In the Shadow of Dictatorship: Creating the Museum of Spanish Abstract Art
During an era when Spanish artists found success abroad yet struggled for recognition at home, artist, critic, and collector Fernando Zóbel (1924–1984) established the Museo de Arte Abstracto Español in Cuenca (Castilla-La Mancha) on July 1, 1966, the first institution of its kind within Spain. More than forty highlights from its remarkable collection—most coming to the U.S. for the first time—tell the story of this pioneering artists’ museum and explore the rich panorama of abstract Spanish art during the middle of the twentieth century and under the Francoist regime.
In the late 1950s, as Zóbel was becoming a friend to artists such as Antoni Tàpies, Eduardo Chillida, Antonio Saura and Luis Feito, among others, the question of how to promote and ensure awareness of their works in Francoist Spain—culturally isolated and lacking an infrastructure to support the artistic avant-garde— acquired for him a special urgency. He perceived the need to provide Spanish abstract art and its future public with a permanent headquarters through the foundation of an independent museum. At that time, the Casas Colgadas (Hanging Houses) of Cuenca, a set of Gothic buildings that “hang” at two hundred meters above the bend of the Huécar River, were being rehabilitated, and Zóbel felt that their architectural charm and the beauty of their geographical location complemented and even surpassed his vision of a space appropriate for an abstract art museum. Once the location of the museum was decided, he cultivated a management team made up entirely of artists, including Gustavo Torner, Gerardo Rueda, Antonio Lorenzo, Eusebio Sempere, Fernando Nuño, Jordi Teixidor and José María Yturralde.
In 1969 the collection was expanded to include works by women artists; that same year the museum opened a graphic work workshop with a printing press, which attracted numerous engravers, painters, and sculptors, and turned the city into an authentic artistic colony. The workshop, with its production of engravings and multiples, also facilitated the propagation of Spanish abstract art throughout the country. Additionally, the museum awarded scholarships to young Spanish artists, and invited them to participate in the development and operation of the museum.
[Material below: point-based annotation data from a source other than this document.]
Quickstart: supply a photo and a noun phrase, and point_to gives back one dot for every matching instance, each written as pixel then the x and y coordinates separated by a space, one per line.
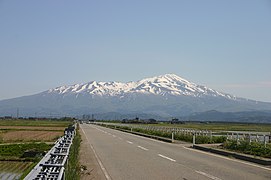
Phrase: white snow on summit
pixel 168 84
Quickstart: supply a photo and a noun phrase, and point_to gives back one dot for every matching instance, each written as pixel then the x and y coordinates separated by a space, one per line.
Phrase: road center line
pixel 129 142
pixel 165 157
pixel 97 158
pixel 145 149
pixel 208 175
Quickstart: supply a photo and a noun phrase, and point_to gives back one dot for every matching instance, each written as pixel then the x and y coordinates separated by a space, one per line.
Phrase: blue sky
pixel 225 45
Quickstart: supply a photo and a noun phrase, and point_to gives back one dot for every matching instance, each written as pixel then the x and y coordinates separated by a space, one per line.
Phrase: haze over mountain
pixel 165 96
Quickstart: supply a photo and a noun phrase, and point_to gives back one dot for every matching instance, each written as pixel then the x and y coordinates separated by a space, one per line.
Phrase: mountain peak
pixel 163 85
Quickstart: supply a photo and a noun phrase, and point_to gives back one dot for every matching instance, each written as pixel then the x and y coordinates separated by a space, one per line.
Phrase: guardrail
pixel 52 165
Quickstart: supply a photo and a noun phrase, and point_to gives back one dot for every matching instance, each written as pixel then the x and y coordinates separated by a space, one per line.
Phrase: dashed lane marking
pixel 145 149
pixel 129 142
pixel 165 157
pixel 208 175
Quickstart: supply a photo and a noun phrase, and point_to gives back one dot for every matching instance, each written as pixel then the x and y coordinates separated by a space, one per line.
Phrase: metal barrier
pixel 52 165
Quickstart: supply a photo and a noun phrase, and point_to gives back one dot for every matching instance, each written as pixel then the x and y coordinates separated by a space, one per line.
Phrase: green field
pixel 13 170
pixel 24 142
pixel 220 126
pixel 38 123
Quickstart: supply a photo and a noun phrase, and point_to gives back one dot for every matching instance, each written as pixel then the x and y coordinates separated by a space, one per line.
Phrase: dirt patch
pixel 24 136
pixel 90 169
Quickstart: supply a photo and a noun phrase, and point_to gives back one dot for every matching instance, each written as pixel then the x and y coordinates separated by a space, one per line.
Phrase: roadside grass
pixel 221 126
pixel 72 169
pixel 24 141
pixel 253 148
pixel 17 151
pixel 177 136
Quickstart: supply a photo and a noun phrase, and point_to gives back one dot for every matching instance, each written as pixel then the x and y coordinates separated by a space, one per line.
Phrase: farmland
pixel 23 143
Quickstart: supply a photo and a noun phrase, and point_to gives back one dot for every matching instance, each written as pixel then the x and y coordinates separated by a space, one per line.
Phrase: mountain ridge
pixel 167 96
pixel 159 85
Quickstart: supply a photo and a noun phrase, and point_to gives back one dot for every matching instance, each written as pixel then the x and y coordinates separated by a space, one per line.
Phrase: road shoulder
pixel 90 169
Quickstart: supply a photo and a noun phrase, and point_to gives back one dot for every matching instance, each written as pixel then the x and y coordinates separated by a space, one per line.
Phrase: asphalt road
pixel 124 156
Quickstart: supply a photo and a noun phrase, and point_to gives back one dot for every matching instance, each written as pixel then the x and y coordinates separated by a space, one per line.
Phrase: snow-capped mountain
pixel 169 84
pixel 167 96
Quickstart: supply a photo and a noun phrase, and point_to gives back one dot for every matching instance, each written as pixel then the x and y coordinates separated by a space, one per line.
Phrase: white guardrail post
pixel 52 165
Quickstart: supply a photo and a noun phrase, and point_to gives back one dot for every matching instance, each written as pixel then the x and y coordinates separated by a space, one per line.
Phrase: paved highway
pixel 124 156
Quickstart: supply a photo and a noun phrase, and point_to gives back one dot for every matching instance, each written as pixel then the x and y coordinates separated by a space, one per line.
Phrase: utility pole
pixel 17 113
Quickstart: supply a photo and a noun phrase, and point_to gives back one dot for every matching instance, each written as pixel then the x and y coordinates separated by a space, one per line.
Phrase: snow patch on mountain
pixel 164 85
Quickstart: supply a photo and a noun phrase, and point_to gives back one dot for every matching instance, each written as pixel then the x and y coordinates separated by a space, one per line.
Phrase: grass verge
pixel 72 169
pixel 253 148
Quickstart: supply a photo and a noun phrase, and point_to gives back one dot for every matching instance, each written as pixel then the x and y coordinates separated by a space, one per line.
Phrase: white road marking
pixel 223 157
pixel 208 175
pixel 145 149
pixel 98 159
pixel 129 142
pixel 165 157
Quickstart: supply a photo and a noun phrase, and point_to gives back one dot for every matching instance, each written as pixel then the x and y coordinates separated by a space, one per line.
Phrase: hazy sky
pixel 225 45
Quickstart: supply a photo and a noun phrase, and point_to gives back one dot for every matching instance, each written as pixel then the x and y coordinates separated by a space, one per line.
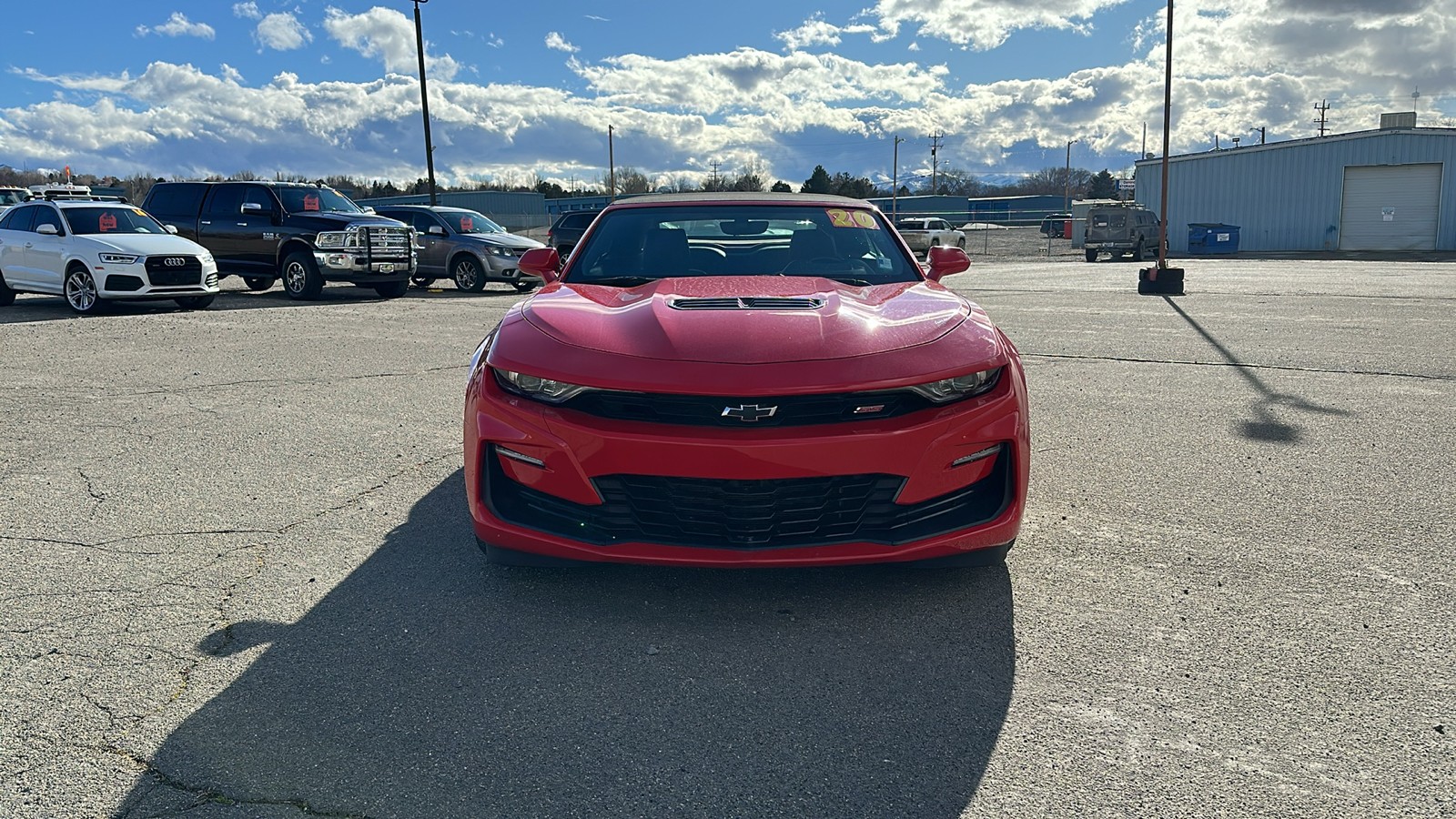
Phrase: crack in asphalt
pixel 206 794
pixel 1241 366
pixel 203 794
In 1980, Zóbel donated the museum’s collection of nearly 700 works and his personal library to Fundación Juan March, an institution prepared to preserve of the space, the collection, and the museum project. Since Zóbel’s death in 1984, the Foundation has continued the museum’s mission through select acquisitions, a permanent program of exhibitions, and educational activities. The museum’s scheduled closure in 2022-2023 for work on its climate control system has provided an opportunity for it to make its collection and history known to a larger public with this traveling exhibition; Mellon Curatorial Fellow Clarisse Fava-Piz curates its stop at the Meadows Museum, the collection’s only U.S. venue. The show will be accompanied by an exhibition catalogue, the first major scholarly publication on the collection of the Museo de Arte Abstracto Español in English.